Most of Ashton Eaton’s work had been done in the years leading up to the two rainy June days at the U.S. Olympic Track and Field Trials in Eugene, Oregon; running, jumping, and throwing day after day, week after week, year after year. Strained tendons and pulled muscles, being raised by a single mom who worked three jobs at a time just to keep food on the table, a father who walked out on him when he was two years old and a high school coach who took over as best he could, and six years of training every day, sometimes to the point of throwing up, led to him pacing on the track before his final Trials event.
The most basic and taxing of all sporting events is the decathlon. It is literally running and jumping and throwing, perhaps paying homage to what it once took simply to survive and is now used as a basis for the title “The World’s Greatest Athlete.” For two days competitors exert and exhort themselves to sprint as fast, jump as long and high, and throw spears and balls as far as they can – in a throwback to days when doing so meant food for a clan – and then run for a mile in order to bring it all home.
Ashton Eaton is a world class decathlete. For years he trained in scorpion-loving desert heat, icicle cold, pea soup fog, and steady rain. Virtually every day he awoke at dawn, pulled on his sweats, laced up his shoes, and hit the track. “I really truly love this event. To me it is my whole world,” explained Ashton. “I think the reason the decathlon is so appealing is because it is like living an entire lifetime in two days; you have the ups, the downs, the goods, the bads, the comebacks, it all happens in two days. Everybody loves life and I think that is why we love the decathlon.”
From the time he was two Ashton saw that perseverance mattered. His mother who raised him alone worked by day as a secretary at a law firm, by night as a waitress, and on weekends doing whatever she could in order to keep Ashton fed and believing in himself, as she believed in him. “When, in 2007, his high school coaches said he had potential in track to get a scholarship and more,” said his mother Roz, “he really started to focus and believe in himself.” He set and reset his intentions: to be a good track athlete, to get a free ride to the University, to win the national championship, and to medal in the Olympics. He took action, training first in the high desert of Bend, Oregon and then in the drizzle capital of the world, Eugene.
Getting to be a world class athlete at the decathlon requires a regimen that demands that every part of your body be ideally honed. The individual events are grueling enough in their own right but especially so when track meets require you to do all of them over a two day period: 100-meter dash, long jump, shot put, high jump, 400-meter run, 110-meter hurdles, discus throw, pole vault, javelin throw, and 1500-meter distance race. Winning national and international decathlon competitions demands a heart and soul on fire, where you exist in a state of confidence and belief in yourself, perhaps so much so that visualizing and feeling the win means the win.

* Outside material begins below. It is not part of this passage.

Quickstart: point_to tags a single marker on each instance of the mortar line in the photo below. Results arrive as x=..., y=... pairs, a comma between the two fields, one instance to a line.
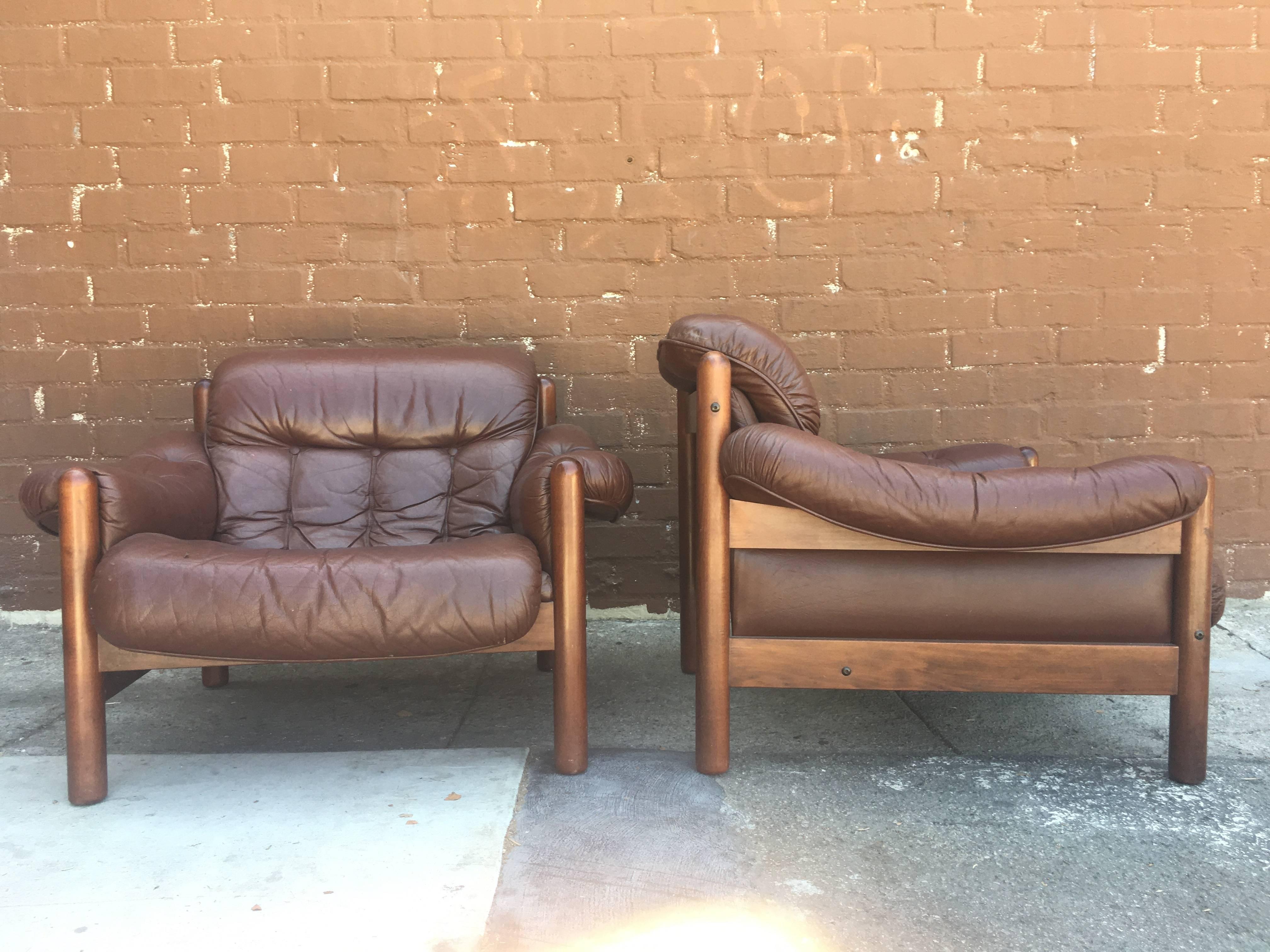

Ashton was poised for the race of his life and needed to run his best time ever in the Trials 1500-meter contest – the final decathlon event – to set a new world-record. A good race meant qualifying for the Olympics and a great race meant becoming the favorite to win at the Olympics courtesy of a fresh world-record. On his home field track he felt the adoring crowd and heard their whispers as the race announcer stated the time needed for him to become the World’s Greatest Athlete. Puddles from the rain soaked the track; conditions were lousy to run a personal best.
With years of goals behind him, tens of thousands of hours of training under his belt, and the belief ‘I can do it’ playing over and over again in the seconds leading up to the race, Ashton walked up to the start line. He toed the white stripe as thousands of hushed fans, electrified by the moment, looked down with him. The starter’s gun sounded and he took off like a true payload rocket as a controlled powerful burn pushed him forward. The crowd surged as well, screaming and cheering, inspiring him to greatness.
“Those last 600 meters, that is when the crowd was lifting me up,” exclaimed Ashton after the race. “I knew there was no way I was not going to get the world record, in large part due to what was happening around the stadium. I was not running on my own legs. I felt the magic. It let me do what I was made to do.” Ashton ran his best race ever, broke the record and became the highest scoring decathlete in history. He embraced his mother and fiancée. And he cried, not just his years of tireless training had paid off but because the atmosphere in which he ran, with thousands raising the energy, was one of pure love.